Write results/REPORT.md, and save every regression’s coefficient table to CSV in results/ (the report must quote these files, not memory):

  1. Sample description: N pre/post cutoff, entities, period, rows dropped in validation and by the estimator.
  2. LAP distribution table, pre vs post cutoff.
  3. Validation table: pooled / high-LAP / low-LAP theta with t-stats.
  4. Detection table: beta_1, beta_2, beta_3 with t-stats on the pre-cutoff sample, one-sided p-value for beta_3 > 0.
  5. Placebo table: post-cutoff beta_3.
  6. A one-paragraph verdict using exactly this decision rule (all on the pre-cutoff detection coefficient):
    • Contamination detected: beta_3 > 0 (one-sided p < 0.05) with the validation pattern present and the placebo passing.
    • No evidence of contamination: beta_3 indistinguishable from zero with LAP showing meaningful variation (otherwise report “underpowered”).
    • Mixed/invalid: validation fails or placebo fails — explain which.

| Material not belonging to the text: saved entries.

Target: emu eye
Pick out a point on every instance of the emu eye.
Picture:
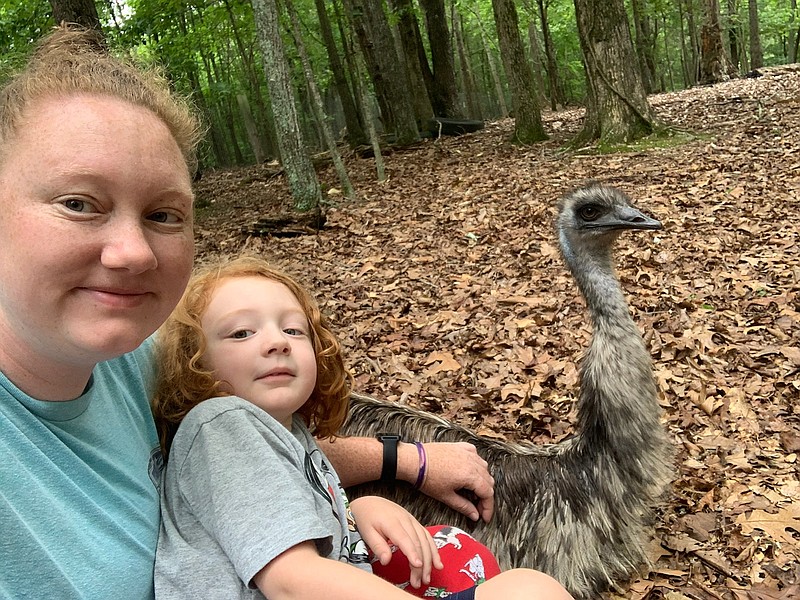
(589, 212)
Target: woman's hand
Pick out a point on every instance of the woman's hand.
(381, 522)
(452, 467)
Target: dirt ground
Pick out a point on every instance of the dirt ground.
(446, 287)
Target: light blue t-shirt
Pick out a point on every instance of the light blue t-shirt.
(79, 504)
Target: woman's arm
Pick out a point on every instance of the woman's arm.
(300, 573)
(451, 467)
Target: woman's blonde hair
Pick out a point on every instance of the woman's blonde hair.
(184, 382)
(74, 60)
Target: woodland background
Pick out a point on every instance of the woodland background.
(437, 262)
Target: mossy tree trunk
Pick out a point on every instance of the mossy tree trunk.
(299, 169)
(617, 109)
(528, 127)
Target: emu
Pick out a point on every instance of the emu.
(580, 509)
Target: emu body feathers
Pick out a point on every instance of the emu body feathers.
(580, 509)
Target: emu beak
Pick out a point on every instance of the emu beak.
(629, 217)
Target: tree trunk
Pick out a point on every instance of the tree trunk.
(714, 64)
(495, 76)
(445, 93)
(617, 109)
(388, 74)
(250, 128)
(644, 46)
(316, 105)
(263, 115)
(82, 12)
(470, 89)
(756, 53)
(556, 95)
(410, 41)
(299, 169)
(794, 33)
(536, 62)
(691, 60)
(528, 127)
(355, 129)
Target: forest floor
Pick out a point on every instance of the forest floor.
(447, 289)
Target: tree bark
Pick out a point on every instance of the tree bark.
(82, 12)
(387, 73)
(794, 33)
(444, 96)
(470, 89)
(714, 63)
(355, 129)
(617, 109)
(644, 45)
(756, 53)
(733, 34)
(300, 173)
(528, 127)
(556, 95)
(316, 104)
(536, 62)
(416, 61)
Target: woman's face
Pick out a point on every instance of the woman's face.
(95, 232)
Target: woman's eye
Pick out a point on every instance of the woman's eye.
(163, 216)
(77, 205)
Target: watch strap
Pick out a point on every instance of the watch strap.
(389, 466)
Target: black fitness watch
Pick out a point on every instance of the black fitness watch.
(389, 468)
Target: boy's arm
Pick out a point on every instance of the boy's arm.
(451, 467)
(300, 573)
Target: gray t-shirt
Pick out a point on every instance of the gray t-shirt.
(239, 489)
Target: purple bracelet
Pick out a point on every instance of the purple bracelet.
(423, 465)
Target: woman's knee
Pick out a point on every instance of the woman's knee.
(522, 584)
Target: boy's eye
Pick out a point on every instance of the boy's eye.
(241, 334)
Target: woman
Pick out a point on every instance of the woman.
(95, 251)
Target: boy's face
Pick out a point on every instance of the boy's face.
(259, 345)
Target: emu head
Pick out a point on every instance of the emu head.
(592, 217)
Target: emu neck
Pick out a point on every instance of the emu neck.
(618, 403)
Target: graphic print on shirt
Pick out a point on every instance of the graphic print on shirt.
(325, 483)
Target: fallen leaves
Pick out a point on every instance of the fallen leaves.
(446, 288)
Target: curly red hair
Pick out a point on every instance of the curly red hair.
(184, 382)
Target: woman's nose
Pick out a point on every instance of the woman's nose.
(128, 247)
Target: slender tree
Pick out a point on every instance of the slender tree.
(617, 109)
(386, 70)
(355, 129)
(444, 94)
(556, 94)
(82, 12)
(297, 165)
(756, 53)
(794, 33)
(417, 70)
(645, 46)
(528, 127)
(316, 103)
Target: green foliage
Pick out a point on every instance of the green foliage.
(21, 24)
(209, 49)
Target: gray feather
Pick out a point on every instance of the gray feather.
(580, 510)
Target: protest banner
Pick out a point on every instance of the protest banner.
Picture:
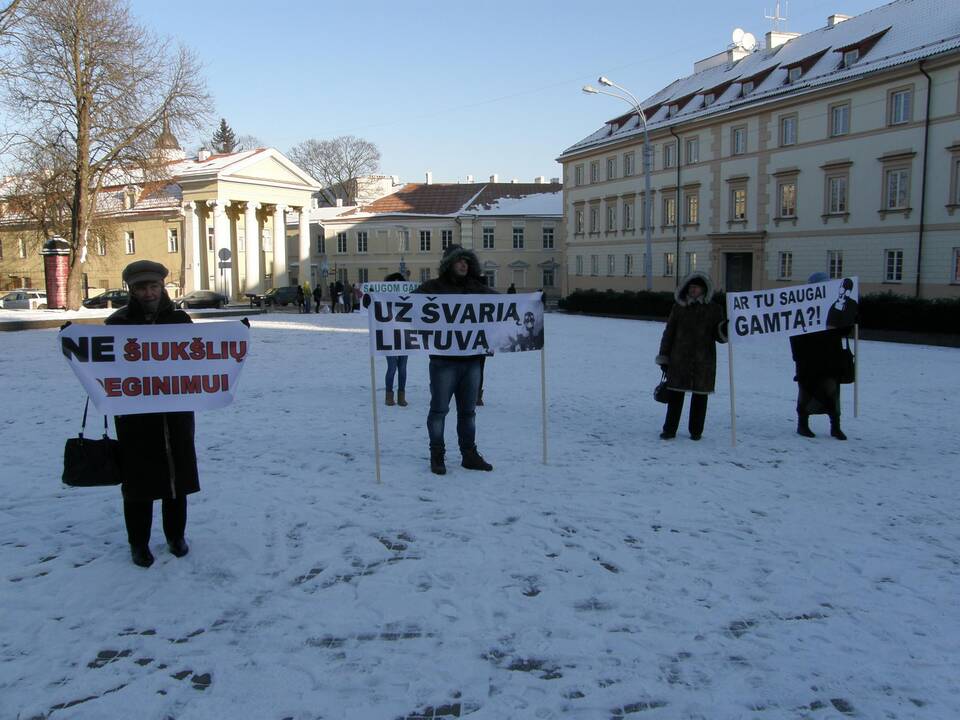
(134, 369)
(405, 324)
(787, 311)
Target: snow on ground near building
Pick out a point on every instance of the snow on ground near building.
(630, 577)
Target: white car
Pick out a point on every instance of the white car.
(24, 299)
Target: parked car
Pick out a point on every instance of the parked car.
(116, 298)
(24, 299)
(282, 296)
(201, 299)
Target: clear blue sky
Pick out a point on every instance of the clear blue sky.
(454, 87)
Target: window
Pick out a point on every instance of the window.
(835, 264)
(787, 196)
(627, 215)
(839, 119)
(836, 194)
(669, 155)
(738, 141)
(785, 271)
(668, 264)
(547, 234)
(670, 210)
(788, 130)
(897, 189)
(901, 106)
(692, 209)
(738, 204)
(894, 266)
(693, 150)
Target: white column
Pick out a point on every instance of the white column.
(251, 239)
(192, 229)
(280, 275)
(223, 261)
(305, 246)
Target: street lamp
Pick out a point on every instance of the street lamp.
(648, 201)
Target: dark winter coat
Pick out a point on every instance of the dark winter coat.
(687, 347)
(157, 455)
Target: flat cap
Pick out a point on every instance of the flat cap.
(144, 271)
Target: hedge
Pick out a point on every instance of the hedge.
(878, 311)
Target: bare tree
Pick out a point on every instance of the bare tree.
(337, 163)
(86, 78)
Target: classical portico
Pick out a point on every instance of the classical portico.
(234, 209)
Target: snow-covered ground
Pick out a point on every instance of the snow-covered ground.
(629, 578)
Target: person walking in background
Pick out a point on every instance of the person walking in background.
(158, 460)
(688, 353)
(819, 362)
(455, 376)
(396, 364)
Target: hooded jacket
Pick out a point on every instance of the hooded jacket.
(687, 347)
(157, 454)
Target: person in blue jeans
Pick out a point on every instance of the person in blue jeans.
(396, 365)
(455, 376)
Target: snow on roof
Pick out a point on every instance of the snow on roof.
(908, 30)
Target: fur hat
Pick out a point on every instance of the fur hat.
(144, 271)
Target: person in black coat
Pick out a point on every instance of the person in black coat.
(158, 460)
(819, 363)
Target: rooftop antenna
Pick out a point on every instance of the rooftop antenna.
(777, 18)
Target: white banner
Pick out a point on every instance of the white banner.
(455, 324)
(793, 310)
(133, 369)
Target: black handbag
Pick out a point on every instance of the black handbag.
(661, 393)
(91, 463)
(847, 364)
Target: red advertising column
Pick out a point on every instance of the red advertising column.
(56, 268)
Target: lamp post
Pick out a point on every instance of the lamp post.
(647, 200)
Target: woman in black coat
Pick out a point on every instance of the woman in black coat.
(158, 460)
(688, 353)
(819, 363)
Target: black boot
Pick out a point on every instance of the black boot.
(835, 430)
(472, 460)
(141, 555)
(437, 465)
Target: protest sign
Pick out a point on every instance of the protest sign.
(133, 369)
(793, 310)
(455, 324)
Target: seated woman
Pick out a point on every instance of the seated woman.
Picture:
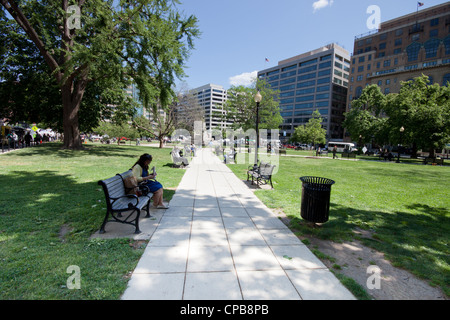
(140, 172)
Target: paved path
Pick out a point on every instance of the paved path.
(218, 241)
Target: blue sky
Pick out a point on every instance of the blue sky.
(238, 35)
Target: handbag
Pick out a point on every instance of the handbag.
(131, 186)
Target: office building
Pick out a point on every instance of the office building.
(402, 49)
(315, 80)
(211, 99)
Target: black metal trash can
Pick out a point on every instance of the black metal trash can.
(316, 193)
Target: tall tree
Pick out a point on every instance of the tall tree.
(85, 41)
(423, 110)
(311, 132)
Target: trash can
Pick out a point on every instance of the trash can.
(316, 193)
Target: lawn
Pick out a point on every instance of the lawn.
(406, 208)
(46, 190)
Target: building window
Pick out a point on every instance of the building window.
(358, 92)
(431, 47)
(413, 51)
(434, 22)
(447, 45)
(446, 79)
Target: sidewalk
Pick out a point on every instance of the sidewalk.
(217, 241)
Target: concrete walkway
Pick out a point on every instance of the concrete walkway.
(218, 241)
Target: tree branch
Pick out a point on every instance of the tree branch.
(13, 9)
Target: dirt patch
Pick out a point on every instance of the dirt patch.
(352, 260)
(65, 229)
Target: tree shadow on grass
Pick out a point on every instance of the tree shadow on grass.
(55, 150)
(49, 197)
(416, 240)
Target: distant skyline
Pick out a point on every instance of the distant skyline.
(240, 38)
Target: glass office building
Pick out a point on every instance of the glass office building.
(315, 80)
(212, 98)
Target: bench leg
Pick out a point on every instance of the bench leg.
(138, 213)
(148, 209)
(102, 228)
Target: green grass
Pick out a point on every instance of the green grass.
(405, 206)
(45, 189)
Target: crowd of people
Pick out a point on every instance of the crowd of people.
(24, 139)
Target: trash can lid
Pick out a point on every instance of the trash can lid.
(317, 180)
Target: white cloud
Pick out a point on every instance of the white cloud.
(320, 4)
(243, 79)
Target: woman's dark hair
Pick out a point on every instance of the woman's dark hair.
(142, 160)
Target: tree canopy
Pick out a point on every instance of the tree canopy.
(423, 110)
(108, 42)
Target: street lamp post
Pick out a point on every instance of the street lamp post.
(402, 129)
(258, 99)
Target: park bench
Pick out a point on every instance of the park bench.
(349, 155)
(262, 173)
(118, 202)
(177, 159)
(230, 156)
(437, 161)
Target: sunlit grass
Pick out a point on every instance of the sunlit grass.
(406, 208)
(46, 189)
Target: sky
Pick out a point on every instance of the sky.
(237, 36)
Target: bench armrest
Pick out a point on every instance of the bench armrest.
(130, 196)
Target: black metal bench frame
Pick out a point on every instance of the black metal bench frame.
(262, 173)
(437, 161)
(348, 155)
(118, 202)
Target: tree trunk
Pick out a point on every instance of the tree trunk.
(71, 98)
(432, 153)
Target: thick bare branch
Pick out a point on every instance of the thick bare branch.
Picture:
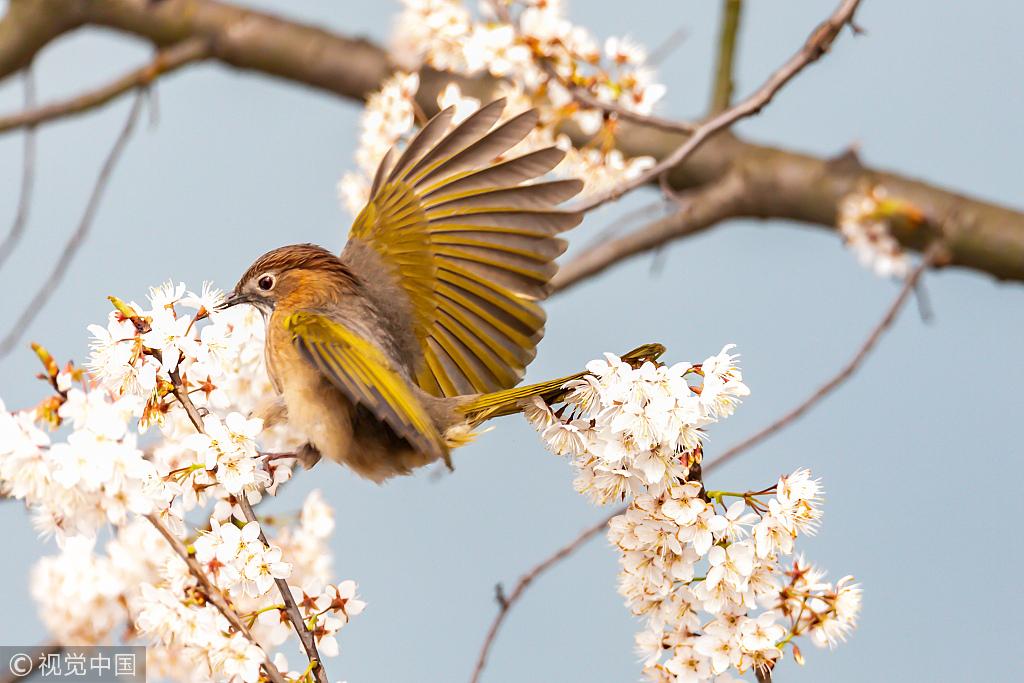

If contamination is detected, recommend restricting backtests to data after the model’s training cutoff. Do not recommend prompt-level fixes (masking, “ignore future information”) as a remedy: their effectiveness must be re-verified by rerunning this test.

Notes for Claude

  • Run LLM queries concurrently but respect the backend’s rate limits; default to 8 concurrent requests for APIs, batch inference for vLLM.
  • All randomness fixed: temperature 0, fixed seed for any sampling fallback.
  • Derived parquet files must be reproducible from the raw JSONL by a single deterministic processing script; keep that script in the repo.
  • If the user’s panel is a single time series (one entity), drop entity fixed effects, use Newey–West standard errors (Stata newey), and warn that power is limited. With few entities (< ~20 clusters), warn that cluster-robust inference is unreliable.